On 8th June 1949 the Parish of East Coast Bays was established, centred in Browns Bay. Father John Pierce was appointed Parish Priest. After the opening of the Harbour Bridge in 1959 the pattern of development on the North Shore made it clear that the Parish was going to expand rapidly and there was a growing need for a school. Five and a half acres of land was purchased at the top of Mairangi Bay.

The convent and School were built on the site. Archbishop Liston invited the Sisters of St Joseph of Nazareth to establish their first house in the Auckland Diocese and to staff the school. It was opened and blessed by him on 1 February 1961 with a roll of 124 children in two classroom blocks, consisting of 5 classrooms and an Administration area.

The foundation Head Teacher was Sister Mary Rose and Sisters Christine, Laboure and Kieran made up the staff.  Registration was granted on 6 February following a visit from the Senior Inspector, Mr Joseph Box.  Roll numbers increased and all five classrooms were in use by 1963.

During the early years St. John’s was a full primary, taking boys and girls to Form 2. St. John’s became a contributing school in 1977 with boys going to Rosmini College and girls to Carmel College at Intermediate level.

Over the years there have been some major developments to the buildings and the grounds. A parish hall was built with two classrooms underneath. These were opened in 1966.

Through the efforts of the PTFA, a learner’s pool was added to the school plant and opened in 1973 at a cost of $8,700. At the beginning of 1973 also, a small school library was built, converted from an open bay between classrooms.

In the mid 1970′s the Catholic Bishops of New Zealand reached an agreement with the Government to join the State School system. St. John’s School had a role of 225 pupils from New Entrants to Year 6 by 15 September 1982 when the school became officially integrated.

To bring the buildings up to the required State standard the proprietor (ie the Bishop) had to undertake major works. The capital works were financed by a 90% loan from the State at 7-7.5% interest, and the balance came from the Diocesan Development Fund. School fees would pay for debt servicing.

One new classroom was built between two rooms and another on the site of the earlier library. Another classroom was converted into an enlarged Administration Block, Principal’s Office, Staffroom, Library and Resource Room. In addition the two classrooms underneath the hall had to be upgraded and the court resurfaced and sealed.

The last of the Integration work was completed in 1996 with the building of a new toilet block and staffroom.

In 1997 the Board of Trustees undertook a Four Stage Plan of Development. Stage 1, the building of a new three classroom block was opened in 1998. This was followed in 1999 with the opening of a new Library, Computer Suite and Resource rooms. The third stage focused on upgrading the school’s Administration area and was completed at the end of 2000.

These three projects were finished by the school itself through loan monies, PTFA fundraising, working bees and the generosity of many contractors and service people. Their completion speaks for the community’s desire to provide the best possible learning environment for the children and its commitment to making this desire a reality.
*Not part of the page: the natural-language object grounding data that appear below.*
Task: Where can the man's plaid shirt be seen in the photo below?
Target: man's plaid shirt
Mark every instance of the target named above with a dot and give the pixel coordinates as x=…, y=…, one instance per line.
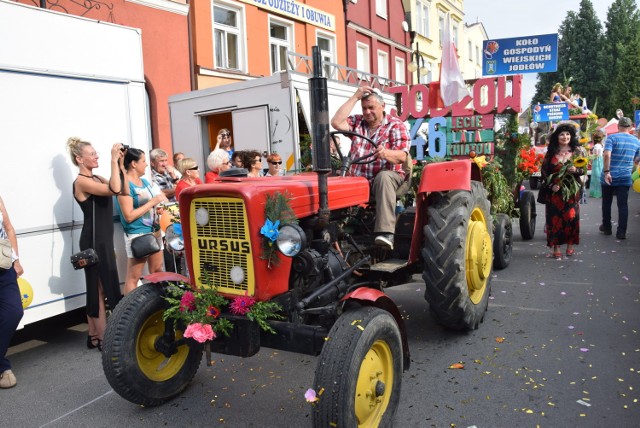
x=392, y=134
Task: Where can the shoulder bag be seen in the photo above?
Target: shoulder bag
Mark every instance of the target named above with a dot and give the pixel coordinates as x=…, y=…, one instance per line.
x=88, y=257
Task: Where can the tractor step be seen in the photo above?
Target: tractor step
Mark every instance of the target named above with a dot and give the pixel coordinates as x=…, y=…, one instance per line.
x=390, y=265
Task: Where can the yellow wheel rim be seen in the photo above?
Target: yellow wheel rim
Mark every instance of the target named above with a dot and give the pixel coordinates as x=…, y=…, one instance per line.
x=152, y=363
x=479, y=256
x=374, y=385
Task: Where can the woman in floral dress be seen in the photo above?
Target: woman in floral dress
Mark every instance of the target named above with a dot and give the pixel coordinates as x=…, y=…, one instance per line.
x=562, y=207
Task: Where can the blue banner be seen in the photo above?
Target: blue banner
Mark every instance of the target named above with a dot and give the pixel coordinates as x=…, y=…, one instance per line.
x=531, y=54
x=550, y=112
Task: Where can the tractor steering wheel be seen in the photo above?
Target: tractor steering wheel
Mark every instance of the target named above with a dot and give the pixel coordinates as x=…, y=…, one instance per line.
x=362, y=160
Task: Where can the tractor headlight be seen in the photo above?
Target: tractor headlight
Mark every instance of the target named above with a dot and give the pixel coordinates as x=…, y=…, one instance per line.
x=173, y=237
x=291, y=240
x=202, y=216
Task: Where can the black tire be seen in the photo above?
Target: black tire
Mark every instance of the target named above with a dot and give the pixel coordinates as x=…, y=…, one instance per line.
x=528, y=214
x=361, y=342
x=132, y=365
x=502, y=241
x=458, y=294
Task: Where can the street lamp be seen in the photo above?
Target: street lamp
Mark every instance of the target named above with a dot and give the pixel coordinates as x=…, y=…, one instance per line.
x=418, y=64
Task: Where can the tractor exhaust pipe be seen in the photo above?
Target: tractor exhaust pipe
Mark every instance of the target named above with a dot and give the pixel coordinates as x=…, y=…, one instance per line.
x=320, y=133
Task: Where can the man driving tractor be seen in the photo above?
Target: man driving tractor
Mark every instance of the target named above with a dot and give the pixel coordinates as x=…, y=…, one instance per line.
x=385, y=172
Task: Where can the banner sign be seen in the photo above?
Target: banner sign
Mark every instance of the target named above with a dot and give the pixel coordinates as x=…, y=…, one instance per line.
x=531, y=54
x=298, y=11
x=550, y=112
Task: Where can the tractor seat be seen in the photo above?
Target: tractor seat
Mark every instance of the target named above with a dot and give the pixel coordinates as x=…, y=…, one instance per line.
x=407, y=167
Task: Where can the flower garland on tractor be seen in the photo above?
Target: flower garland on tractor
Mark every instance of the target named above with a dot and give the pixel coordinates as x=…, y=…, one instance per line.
x=200, y=309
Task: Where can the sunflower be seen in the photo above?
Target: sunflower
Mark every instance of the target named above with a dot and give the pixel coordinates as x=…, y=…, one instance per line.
x=580, y=162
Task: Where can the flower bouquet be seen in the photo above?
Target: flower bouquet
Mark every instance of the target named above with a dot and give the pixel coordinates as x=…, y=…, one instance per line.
x=569, y=184
x=202, y=311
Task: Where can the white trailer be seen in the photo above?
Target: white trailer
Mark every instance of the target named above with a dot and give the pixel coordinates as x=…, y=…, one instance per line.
x=61, y=76
x=264, y=114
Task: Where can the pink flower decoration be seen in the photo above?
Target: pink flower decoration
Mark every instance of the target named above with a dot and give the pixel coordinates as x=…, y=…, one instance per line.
x=212, y=311
x=241, y=305
x=311, y=396
x=188, y=302
x=200, y=332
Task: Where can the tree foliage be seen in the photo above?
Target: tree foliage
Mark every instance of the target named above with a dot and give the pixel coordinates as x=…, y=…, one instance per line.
x=601, y=66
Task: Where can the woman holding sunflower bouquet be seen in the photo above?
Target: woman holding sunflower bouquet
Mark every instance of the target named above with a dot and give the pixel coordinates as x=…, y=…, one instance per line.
x=562, y=167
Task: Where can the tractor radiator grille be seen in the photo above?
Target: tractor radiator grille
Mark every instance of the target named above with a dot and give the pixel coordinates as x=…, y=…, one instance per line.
x=221, y=244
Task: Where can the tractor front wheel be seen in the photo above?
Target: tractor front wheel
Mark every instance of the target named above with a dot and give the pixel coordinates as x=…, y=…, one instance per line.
x=359, y=371
x=458, y=256
x=134, y=367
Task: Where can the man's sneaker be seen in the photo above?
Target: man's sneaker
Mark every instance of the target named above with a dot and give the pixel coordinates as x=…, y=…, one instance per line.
x=7, y=379
x=385, y=240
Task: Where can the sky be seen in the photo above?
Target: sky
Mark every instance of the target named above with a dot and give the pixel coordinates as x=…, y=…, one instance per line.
x=503, y=19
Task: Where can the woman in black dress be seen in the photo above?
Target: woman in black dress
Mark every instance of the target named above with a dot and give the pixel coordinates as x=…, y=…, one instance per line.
x=91, y=191
x=562, y=213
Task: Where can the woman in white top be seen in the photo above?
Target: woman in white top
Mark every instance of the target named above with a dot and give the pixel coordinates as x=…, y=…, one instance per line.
x=595, y=189
x=10, y=302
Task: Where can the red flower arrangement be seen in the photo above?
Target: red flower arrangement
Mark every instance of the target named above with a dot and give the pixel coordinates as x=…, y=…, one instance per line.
x=201, y=311
x=529, y=162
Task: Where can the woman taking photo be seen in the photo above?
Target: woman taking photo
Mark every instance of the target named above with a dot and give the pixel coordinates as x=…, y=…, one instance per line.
x=139, y=216
x=190, y=175
x=10, y=302
x=562, y=210
x=94, y=195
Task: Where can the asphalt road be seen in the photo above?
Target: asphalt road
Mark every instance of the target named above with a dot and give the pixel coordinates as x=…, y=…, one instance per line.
x=559, y=347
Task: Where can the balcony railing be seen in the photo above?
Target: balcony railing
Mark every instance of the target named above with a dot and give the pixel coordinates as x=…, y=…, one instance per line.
x=302, y=64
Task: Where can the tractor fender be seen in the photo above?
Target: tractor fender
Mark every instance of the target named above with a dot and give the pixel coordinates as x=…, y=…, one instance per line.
x=164, y=277
x=372, y=297
x=452, y=175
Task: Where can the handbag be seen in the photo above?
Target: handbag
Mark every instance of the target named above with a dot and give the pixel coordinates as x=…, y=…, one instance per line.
x=6, y=259
x=88, y=257
x=144, y=245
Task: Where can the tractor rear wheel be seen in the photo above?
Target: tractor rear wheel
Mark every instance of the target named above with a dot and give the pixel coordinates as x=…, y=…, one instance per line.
x=359, y=371
x=458, y=256
x=135, y=369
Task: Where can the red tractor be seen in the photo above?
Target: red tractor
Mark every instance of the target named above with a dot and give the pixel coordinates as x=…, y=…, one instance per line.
x=329, y=276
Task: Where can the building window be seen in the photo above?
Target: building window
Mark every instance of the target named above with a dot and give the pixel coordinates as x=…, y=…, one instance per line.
x=362, y=57
x=422, y=17
x=383, y=64
x=400, y=70
x=381, y=8
x=227, y=28
x=327, y=45
x=279, y=43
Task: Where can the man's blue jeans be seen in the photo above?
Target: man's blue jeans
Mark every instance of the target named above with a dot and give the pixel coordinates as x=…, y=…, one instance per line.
x=622, y=197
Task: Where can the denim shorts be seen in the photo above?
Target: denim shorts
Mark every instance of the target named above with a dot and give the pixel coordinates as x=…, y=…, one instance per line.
x=129, y=237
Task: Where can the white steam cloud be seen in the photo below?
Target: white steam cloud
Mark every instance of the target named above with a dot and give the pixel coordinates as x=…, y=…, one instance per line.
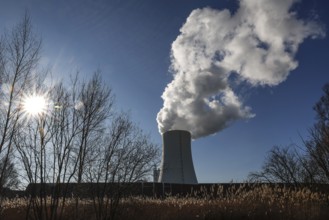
x=257, y=44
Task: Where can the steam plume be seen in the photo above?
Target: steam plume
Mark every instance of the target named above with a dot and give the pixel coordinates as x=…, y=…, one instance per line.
x=257, y=44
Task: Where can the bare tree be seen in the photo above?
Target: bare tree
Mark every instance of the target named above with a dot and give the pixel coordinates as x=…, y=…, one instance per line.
x=317, y=145
x=80, y=138
x=306, y=164
x=10, y=179
x=282, y=165
x=19, y=55
x=125, y=155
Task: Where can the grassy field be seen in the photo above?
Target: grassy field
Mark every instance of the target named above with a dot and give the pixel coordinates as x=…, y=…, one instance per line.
x=262, y=202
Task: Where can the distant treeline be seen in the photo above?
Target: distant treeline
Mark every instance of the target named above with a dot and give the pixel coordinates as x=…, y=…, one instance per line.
x=149, y=189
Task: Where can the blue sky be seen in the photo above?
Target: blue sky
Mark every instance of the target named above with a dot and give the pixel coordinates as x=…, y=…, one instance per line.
x=130, y=42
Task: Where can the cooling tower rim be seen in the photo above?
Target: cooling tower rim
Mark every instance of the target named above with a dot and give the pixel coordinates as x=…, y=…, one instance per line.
x=176, y=131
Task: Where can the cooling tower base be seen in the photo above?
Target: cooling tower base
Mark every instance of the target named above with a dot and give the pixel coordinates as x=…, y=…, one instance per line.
x=177, y=164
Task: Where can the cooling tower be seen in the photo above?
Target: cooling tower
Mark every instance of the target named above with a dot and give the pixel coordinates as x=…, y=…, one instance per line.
x=177, y=164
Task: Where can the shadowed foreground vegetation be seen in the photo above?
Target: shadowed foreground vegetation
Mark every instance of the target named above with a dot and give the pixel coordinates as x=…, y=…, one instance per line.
x=244, y=202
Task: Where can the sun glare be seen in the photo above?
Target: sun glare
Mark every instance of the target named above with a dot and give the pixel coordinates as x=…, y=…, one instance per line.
x=35, y=105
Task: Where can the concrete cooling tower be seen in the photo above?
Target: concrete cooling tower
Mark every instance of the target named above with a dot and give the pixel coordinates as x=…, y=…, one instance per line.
x=177, y=164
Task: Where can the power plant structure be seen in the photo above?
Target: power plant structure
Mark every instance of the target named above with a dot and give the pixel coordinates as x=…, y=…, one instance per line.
x=177, y=164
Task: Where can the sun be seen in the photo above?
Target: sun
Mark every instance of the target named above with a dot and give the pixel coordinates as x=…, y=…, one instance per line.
x=35, y=105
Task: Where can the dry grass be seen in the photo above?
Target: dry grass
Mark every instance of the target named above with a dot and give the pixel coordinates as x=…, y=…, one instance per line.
x=262, y=202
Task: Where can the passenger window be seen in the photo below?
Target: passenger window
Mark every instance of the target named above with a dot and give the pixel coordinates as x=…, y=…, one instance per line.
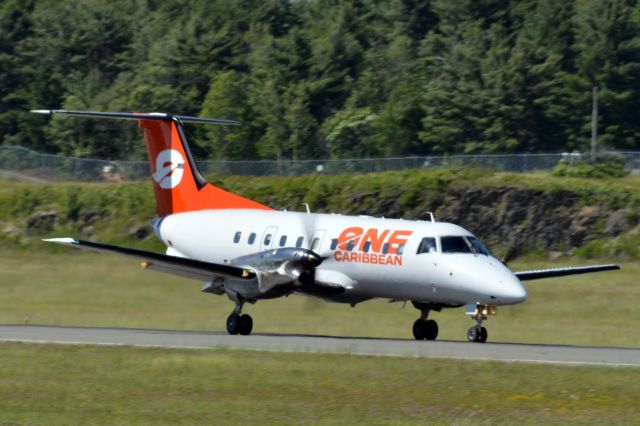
x=427, y=245
x=315, y=243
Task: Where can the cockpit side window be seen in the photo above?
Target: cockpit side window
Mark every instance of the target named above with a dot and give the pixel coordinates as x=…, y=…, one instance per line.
x=455, y=244
x=478, y=247
x=427, y=245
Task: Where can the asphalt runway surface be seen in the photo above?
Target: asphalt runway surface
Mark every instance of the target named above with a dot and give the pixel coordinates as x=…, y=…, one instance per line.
x=510, y=352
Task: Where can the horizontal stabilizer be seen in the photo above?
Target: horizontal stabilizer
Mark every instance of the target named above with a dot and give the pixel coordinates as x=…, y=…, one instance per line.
x=184, y=267
x=137, y=116
x=561, y=272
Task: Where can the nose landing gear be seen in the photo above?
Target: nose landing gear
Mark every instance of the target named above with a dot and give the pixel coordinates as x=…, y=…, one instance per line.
x=238, y=323
x=479, y=313
x=424, y=328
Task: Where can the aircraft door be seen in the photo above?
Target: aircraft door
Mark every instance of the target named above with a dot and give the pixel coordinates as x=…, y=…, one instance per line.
x=268, y=238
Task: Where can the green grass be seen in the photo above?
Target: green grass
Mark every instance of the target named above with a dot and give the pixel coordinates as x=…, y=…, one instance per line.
x=112, y=212
x=77, y=288
x=123, y=385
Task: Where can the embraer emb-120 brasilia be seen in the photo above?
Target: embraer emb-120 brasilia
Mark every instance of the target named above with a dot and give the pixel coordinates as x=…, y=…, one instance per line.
x=252, y=252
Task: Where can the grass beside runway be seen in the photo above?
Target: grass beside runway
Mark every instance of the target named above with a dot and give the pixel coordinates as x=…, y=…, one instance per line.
x=123, y=385
x=84, y=289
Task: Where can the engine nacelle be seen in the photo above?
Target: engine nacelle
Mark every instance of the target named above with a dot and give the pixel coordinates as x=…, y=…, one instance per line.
x=280, y=267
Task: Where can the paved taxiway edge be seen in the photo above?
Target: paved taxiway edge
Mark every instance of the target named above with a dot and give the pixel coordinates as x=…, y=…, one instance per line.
x=572, y=355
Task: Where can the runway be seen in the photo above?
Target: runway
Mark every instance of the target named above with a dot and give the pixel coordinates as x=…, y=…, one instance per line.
x=509, y=352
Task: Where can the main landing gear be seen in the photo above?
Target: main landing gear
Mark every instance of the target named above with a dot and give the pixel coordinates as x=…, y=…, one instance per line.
x=238, y=323
x=479, y=313
x=424, y=328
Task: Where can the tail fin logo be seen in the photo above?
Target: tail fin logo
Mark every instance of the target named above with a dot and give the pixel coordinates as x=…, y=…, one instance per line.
x=169, y=168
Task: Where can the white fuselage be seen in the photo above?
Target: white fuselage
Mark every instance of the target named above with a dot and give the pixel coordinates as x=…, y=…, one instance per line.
x=371, y=257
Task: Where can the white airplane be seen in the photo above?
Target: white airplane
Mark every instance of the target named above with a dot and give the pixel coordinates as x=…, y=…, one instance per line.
x=252, y=252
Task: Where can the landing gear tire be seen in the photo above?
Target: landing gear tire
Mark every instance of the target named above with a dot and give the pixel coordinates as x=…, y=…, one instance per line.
x=239, y=324
x=233, y=324
x=477, y=334
x=425, y=329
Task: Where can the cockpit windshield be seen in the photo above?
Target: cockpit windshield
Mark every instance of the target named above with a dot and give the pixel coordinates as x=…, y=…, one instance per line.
x=462, y=244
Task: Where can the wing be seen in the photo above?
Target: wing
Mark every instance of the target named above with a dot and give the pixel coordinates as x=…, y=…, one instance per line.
x=561, y=272
x=184, y=267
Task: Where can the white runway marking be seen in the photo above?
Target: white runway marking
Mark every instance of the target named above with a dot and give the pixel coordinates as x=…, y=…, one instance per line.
x=507, y=352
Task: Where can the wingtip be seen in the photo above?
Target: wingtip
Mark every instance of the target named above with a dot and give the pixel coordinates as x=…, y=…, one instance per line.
x=65, y=240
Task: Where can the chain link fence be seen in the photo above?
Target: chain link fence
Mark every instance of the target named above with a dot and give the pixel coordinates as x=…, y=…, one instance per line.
x=26, y=164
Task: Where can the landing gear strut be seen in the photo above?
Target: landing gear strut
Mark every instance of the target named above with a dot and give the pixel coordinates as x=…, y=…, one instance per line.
x=424, y=328
x=479, y=313
x=238, y=323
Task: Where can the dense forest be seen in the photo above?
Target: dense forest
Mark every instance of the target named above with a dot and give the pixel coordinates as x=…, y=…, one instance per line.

They have made possible the completion of Stage 4 in 2004 which has seen two new classrooms being built and a carpark at the south west end of the school with its entrance off East Coast Road. This final stage has been financed by the Diocese.

With the Four Stage Development Plan was a commitment to develop the school’s computer infrastructure and to this effect school-wide cabling was completed in 2000. All areas of the school are connected to a central server with children having access in the Computer Suite and classrooms.

In 2008 every class was equipped with an Interactive Whiteboard. In the same year the Board approved the building of our thirteenth classroom and covered shelters that would be erected in front of all the classroom blocks. The former project was funded by the Catholic Schools Office and the shelters by the PTFA. A fourth block is to be built in 2010 consisting of four small rooms for small group specialist work.

The school roll reached its maximum of 287 in 1996 and has had to be closed each year since. The developments of the Four Stage Plan have enabled the maximum roll to increase in 2004 to 312 and after approval by the Education Minister a further increase has taken the roll to 337.

Visitors often remark on the happy Christian atmosphere at St. John’s. This is a reflection of the faith and commitment of the school staff, Board of Trustees and PTFA members and the school community. The history of the school is one of continued growth, of self reliance and determination to ensure St. John’s is a community that excels.